(ots) - Die hohe Belastung der Atemluft mit Feinstaub ist
nach wie vor eine der großen Herausforderungen der deutschen und
europäischen Umweltpolitik - Die Belastung führt zu 47.000
vorzeitigen Todesfällen jährlich allein in Deutschland - Eine
wesentliche Ursache für Feinstaub sind Ammoniakemissionen aus der
Landwirtschaft - Verbände fordern ambitionierte Minderungsziele für
Ammoniak und Methan bei Verhandlungen der europäischen
Emissionsrichtlinie (NERC) - Landwirtschaft muss endlich einen
wirkungsvollen Beitrag leisten.
Mit einer riesigen, aufblasbaren Lunge protestierten die
Umweltverbände Bund für Umwelt und Naturschutz Deutschland (BUND),
Naturschutzbund Deutschland (NABU), Deutsche Umwelthilfe (DUH) und
der Umweltdachverband Deutscher Naturschutzring (DNR) heute vor dem
Bundeslandwirtschaftsministerium für eine Reduzierung der klima- und
gesundheitsschädlichen Emissionen aus der Landwirtschaft.

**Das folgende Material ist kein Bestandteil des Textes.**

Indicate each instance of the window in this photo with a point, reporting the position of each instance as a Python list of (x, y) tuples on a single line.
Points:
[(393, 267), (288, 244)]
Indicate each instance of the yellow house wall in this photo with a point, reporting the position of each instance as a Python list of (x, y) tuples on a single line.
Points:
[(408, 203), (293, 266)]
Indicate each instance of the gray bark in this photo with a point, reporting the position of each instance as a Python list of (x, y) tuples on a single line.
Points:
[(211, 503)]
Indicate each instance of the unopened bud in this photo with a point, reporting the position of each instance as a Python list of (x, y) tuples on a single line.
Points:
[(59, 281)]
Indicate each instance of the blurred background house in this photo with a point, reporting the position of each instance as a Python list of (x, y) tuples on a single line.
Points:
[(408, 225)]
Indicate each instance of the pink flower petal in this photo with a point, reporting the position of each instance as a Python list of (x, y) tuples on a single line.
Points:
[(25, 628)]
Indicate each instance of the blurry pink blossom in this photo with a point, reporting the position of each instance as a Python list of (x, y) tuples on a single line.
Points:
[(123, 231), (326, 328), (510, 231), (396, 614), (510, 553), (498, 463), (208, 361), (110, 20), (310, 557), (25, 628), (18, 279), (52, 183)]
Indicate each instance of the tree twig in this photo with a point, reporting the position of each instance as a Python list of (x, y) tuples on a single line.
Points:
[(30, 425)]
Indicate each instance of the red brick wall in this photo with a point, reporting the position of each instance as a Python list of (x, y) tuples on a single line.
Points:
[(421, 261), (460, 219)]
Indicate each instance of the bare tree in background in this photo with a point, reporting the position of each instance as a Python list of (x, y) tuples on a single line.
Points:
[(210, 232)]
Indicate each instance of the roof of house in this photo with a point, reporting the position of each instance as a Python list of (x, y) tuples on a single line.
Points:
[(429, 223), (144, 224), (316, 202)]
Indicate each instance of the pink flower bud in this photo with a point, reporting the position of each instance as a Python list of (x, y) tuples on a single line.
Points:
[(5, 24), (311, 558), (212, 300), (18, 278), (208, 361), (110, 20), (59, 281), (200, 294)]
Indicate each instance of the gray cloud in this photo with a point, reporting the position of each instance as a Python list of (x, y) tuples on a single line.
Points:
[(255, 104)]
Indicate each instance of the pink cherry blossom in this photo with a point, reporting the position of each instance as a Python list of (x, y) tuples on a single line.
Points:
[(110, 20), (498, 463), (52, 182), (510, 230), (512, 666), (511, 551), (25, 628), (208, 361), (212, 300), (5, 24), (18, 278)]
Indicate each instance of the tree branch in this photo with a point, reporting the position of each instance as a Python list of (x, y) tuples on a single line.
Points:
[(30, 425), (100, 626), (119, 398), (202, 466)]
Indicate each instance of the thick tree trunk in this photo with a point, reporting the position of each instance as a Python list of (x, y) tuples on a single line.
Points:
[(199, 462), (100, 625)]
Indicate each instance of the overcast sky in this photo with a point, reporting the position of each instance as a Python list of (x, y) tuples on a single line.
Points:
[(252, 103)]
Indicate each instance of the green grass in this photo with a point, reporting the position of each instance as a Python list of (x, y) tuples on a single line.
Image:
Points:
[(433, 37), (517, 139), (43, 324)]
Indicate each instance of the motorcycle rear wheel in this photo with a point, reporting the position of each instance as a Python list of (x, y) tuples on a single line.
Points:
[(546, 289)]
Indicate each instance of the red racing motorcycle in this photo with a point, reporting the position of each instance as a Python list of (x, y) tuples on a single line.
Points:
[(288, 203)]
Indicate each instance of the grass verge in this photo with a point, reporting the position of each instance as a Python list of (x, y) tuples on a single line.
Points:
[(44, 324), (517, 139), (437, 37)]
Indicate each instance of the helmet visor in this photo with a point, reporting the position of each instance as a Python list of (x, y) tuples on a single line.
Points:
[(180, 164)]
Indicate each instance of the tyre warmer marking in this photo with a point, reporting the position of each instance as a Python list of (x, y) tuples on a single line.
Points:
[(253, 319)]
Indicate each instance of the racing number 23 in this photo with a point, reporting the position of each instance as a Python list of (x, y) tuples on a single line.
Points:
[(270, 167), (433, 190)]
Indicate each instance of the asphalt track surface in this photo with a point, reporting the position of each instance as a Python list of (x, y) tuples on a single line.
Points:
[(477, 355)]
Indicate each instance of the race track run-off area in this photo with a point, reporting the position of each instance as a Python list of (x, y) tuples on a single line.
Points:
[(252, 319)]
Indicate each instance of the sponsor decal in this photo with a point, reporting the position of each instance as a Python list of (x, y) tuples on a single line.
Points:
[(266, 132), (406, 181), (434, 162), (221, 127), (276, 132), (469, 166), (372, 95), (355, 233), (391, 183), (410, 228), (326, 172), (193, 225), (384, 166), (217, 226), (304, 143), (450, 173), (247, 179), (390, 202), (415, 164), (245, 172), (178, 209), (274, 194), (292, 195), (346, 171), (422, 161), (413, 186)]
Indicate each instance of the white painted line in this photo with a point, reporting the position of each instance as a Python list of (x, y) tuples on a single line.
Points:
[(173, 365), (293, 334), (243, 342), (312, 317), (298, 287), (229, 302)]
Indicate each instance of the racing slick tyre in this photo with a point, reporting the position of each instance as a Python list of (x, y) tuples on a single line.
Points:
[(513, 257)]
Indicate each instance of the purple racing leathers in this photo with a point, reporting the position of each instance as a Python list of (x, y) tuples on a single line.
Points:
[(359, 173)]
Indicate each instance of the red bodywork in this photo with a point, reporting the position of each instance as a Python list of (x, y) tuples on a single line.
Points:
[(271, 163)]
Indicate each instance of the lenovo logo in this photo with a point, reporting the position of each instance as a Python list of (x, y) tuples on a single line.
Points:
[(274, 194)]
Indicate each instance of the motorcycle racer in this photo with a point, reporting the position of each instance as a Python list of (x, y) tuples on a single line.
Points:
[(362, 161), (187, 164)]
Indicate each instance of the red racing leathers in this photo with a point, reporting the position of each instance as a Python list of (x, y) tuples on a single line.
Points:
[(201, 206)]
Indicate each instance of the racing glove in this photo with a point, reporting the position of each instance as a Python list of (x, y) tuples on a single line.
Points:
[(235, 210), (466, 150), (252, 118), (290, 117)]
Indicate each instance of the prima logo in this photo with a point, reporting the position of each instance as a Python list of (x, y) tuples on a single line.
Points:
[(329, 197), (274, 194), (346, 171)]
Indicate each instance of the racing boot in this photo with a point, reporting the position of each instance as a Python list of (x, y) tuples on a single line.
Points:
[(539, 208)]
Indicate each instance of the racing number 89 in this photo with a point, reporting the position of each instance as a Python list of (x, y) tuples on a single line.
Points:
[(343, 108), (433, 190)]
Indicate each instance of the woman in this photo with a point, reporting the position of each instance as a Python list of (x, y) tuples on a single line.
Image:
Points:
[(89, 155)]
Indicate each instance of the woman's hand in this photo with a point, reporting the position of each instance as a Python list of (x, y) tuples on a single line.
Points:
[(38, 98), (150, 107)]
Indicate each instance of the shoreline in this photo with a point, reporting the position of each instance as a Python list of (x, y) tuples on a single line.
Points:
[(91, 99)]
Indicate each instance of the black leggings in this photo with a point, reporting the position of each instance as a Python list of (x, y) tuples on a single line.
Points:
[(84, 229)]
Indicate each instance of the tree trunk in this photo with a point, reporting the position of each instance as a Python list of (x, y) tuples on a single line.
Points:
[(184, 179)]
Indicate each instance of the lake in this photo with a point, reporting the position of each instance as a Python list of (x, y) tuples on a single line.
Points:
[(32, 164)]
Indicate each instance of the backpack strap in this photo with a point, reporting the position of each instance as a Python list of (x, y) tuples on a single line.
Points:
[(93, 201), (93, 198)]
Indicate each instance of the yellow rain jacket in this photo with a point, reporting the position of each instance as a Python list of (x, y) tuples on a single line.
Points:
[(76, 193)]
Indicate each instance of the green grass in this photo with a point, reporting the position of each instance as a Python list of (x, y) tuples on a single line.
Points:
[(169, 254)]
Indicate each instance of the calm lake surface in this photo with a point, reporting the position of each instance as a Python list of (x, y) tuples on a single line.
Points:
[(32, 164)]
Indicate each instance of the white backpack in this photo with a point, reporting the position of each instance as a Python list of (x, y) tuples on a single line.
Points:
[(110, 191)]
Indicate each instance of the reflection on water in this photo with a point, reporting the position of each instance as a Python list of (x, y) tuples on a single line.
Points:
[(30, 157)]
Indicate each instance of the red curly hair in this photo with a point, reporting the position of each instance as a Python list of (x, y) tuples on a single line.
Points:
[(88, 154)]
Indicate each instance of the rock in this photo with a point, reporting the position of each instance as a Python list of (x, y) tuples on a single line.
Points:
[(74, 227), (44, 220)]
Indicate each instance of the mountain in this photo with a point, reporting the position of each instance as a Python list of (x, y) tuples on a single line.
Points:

Im Vorfeld
der Verhandlungen zur Novellierung der europäischen Richtlinie über
Nationale Emissionsminderungsziele (NERC - National Emission
Reduction Committment) kritisierten die Umweltverbände damit die
Position der Bundesregierung, die sich in Brüssel derzeit für eine
Abschwächung der geplanten Ammoniakgrenzwerte sowie gegen eine
Aufnahme des besonders klimaschädlichen Treibhausgases Methans in
diese Richtlinie einsetzt. Vor allem das
Bundeslandwirtschaftsministerium stellt sich weiterhin schützend vor
die Agrarindustrie und blockiert so dringend notwendige Maßnahmen zur
Verbesserung der Luftqualität in den Städten und Regionen.

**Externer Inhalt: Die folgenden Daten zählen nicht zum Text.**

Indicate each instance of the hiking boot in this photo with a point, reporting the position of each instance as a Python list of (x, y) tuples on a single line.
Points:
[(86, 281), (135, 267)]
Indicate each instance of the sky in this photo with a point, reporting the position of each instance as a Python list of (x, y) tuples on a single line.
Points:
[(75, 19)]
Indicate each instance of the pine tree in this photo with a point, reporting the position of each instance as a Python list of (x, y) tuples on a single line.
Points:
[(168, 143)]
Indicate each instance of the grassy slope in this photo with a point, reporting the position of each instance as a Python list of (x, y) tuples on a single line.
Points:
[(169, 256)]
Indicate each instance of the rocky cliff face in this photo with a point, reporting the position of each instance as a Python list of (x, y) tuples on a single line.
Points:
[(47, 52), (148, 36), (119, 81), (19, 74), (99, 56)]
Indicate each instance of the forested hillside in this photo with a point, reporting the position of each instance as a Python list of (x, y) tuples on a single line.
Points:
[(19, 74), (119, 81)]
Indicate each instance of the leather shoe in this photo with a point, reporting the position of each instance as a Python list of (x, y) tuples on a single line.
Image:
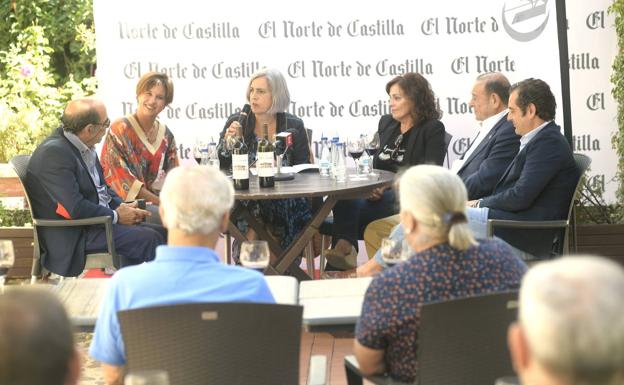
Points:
[(340, 260)]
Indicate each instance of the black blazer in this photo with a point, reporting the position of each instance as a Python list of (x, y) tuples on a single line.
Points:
[(300, 152), (487, 163), (537, 185), (60, 187), (425, 144)]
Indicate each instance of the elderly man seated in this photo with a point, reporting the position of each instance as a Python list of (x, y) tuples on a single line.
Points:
[(195, 203), (570, 328)]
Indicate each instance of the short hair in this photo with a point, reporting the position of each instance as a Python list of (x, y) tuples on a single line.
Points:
[(36, 340), (437, 198), (572, 314), (419, 91), (496, 83), (76, 119), (150, 79), (277, 86), (538, 93), (195, 199)]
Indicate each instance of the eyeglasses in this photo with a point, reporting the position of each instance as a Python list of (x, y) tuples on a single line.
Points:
[(397, 143), (104, 125)]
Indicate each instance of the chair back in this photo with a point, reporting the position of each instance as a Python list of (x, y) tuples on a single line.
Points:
[(464, 341), (582, 164), (215, 343), (447, 142)]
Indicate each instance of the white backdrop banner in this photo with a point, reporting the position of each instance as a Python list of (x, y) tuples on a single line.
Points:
[(337, 57)]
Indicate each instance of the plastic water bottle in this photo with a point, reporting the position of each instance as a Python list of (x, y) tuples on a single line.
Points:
[(325, 161), (340, 167)]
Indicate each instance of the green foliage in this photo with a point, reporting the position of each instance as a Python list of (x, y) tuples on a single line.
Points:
[(47, 57), (617, 79)]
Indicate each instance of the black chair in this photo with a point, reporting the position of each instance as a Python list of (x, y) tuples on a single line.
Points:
[(95, 260), (216, 343), (460, 342), (561, 243)]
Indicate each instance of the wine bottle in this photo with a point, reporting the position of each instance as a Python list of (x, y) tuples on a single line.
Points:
[(240, 162), (265, 159)]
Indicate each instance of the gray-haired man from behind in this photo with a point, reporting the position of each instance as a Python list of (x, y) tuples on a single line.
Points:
[(570, 328)]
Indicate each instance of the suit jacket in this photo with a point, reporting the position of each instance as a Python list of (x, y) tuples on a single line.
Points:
[(60, 187), (537, 185), (425, 144), (487, 163)]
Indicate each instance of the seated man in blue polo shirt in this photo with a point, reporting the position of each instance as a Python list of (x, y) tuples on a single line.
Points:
[(195, 207)]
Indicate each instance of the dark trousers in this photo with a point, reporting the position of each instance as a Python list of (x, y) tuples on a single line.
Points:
[(134, 243), (352, 216)]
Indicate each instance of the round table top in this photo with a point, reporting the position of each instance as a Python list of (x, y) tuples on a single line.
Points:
[(312, 184)]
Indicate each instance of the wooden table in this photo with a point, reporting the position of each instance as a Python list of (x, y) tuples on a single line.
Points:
[(332, 304), (305, 185)]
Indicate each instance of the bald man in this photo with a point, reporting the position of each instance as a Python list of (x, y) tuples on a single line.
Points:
[(65, 181)]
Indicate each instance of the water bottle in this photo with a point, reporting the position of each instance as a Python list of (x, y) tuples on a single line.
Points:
[(340, 167), (325, 161), (213, 156)]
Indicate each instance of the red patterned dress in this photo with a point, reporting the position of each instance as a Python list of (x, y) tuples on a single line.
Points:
[(130, 161)]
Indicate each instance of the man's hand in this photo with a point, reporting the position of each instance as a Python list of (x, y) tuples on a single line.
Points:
[(129, 214)]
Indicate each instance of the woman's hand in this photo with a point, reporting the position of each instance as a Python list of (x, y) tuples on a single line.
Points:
[(377, 193)]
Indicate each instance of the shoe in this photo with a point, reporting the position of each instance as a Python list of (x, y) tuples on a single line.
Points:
[(342, 261)]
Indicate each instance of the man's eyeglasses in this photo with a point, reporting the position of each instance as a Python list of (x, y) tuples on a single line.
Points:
[(104, 125)]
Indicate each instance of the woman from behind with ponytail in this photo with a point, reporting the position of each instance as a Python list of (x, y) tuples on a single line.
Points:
[(445, 262)]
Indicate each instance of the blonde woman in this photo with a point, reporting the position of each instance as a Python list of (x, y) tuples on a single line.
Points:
[(446, 262)]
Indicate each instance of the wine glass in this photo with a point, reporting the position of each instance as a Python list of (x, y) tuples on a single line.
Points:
[(355, 147), (371, 147), (147, 377), (7, 258), (255, 255), (200, 145), (393, 251)]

Als wichtiger Vorläuferstoff von Feinstaub ist Ammoniak Ursache
für die hohe Hintergrundbelastung in Städten. Vor allem die
industrielle Landwirtschaft trägt also eine erhebliche Mitschuld an
der schlechten innerstädtischen Luft. Rund 95% des Ammoniaks kommt
aus der Landwirtschaft, die damit die Hauptquelle ist.
In ihrem Novellierungsvorschlag hatte die EU-Kommission
ursprünglich ein Minderungsziel für Ammoniak in Deutschland von 38
Prozent bis zum Jahr 2030 vorgesehen. Auch das EU-Parlament hat
diesen Wert bereits bestätigt. Doch der Rat der europäischen
Umweltminister versucht derzeit, auch auf Betreiben Deutschlands,
dieses Minderungsziel auf 29 Prozent abzusenken.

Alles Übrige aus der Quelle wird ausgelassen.